Sounds of the city in snowfall
muffle or grow tinny thin.
Then comes the grating noise
of the unmucking metropolis,
the Department of Sanitation’s
mechanized onslaught.
Finally, it’s glazed grime—a floe with
cigarette butts down the gutters.
Once pristine, in pockets around the tree planters,
a dog peed,
numbing puddles at the curbs.
Then it’s all memory and
salt bleach on the sidewalks until
the meteorologist’s awaited next
gloomsday report (except for
the children, for whom it’s been
snow, beautiful snow, sno’ school).
The Big Bang
Some enactments come with a caveat:
a gun will be fired at this performance,
beware, Lisel shall murder Liselotte;
the stage directions demand conformance;
the plot machine has its devices;
at curtain call, our heroine arises.
Not all life’s theater gives warning
a gun will be fired at this performance.
Varied machinations are aborning.
A dramaturge devises a play’s adornments.
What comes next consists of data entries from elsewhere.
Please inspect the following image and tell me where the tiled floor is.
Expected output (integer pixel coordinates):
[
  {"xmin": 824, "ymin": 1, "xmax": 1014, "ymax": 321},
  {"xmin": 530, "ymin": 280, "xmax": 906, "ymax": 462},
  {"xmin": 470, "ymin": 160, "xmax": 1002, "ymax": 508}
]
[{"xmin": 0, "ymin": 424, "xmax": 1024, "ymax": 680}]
Let the audience yen surprises.
Death comes in sundry guises.
Existence is but an entr’acte.
A gun will be fired at this performance.
The prime mover merely autodidact,
this mise-en-scène only torments,
plodding minds meaning surmises,
fool’s genius absurdity realizes.
Our Town
Cat’s paws leaving their imprints
on the sidewalk,
ladies shod by skyscraper
engineers
pooling of feet on Forty-Sixth
off Broadway
when with the abracadabra
of the Nederlanders,
of Disney, of Jujamcyn,
of the Shuberts
it is a night of marquees,
billboards
all to advertise entrée
into the the-a-tah.
Escapist/realist/revivalist/
cutting edge,
star-studded/ingénue/
method/Adler coached
Yale tryout/imported
via Hollywood,
attending, we are descended
from the ancient Greek chorus
or spoken to, perhaps, through
the imagined fourth wall.
We may exit wrung out or
whistling,
provoked or cavorted, bored
or blaspheming.
Minerva’s mural on the ceiling,
the Broadway production
has the klieg light of all
Times Square.
The Brandenburg Concertos: Snowy Manhattan
Whirling dance of snow flurries
serpentining the park’s drive to Lincoln Center,
on the divide has been left a bicycle.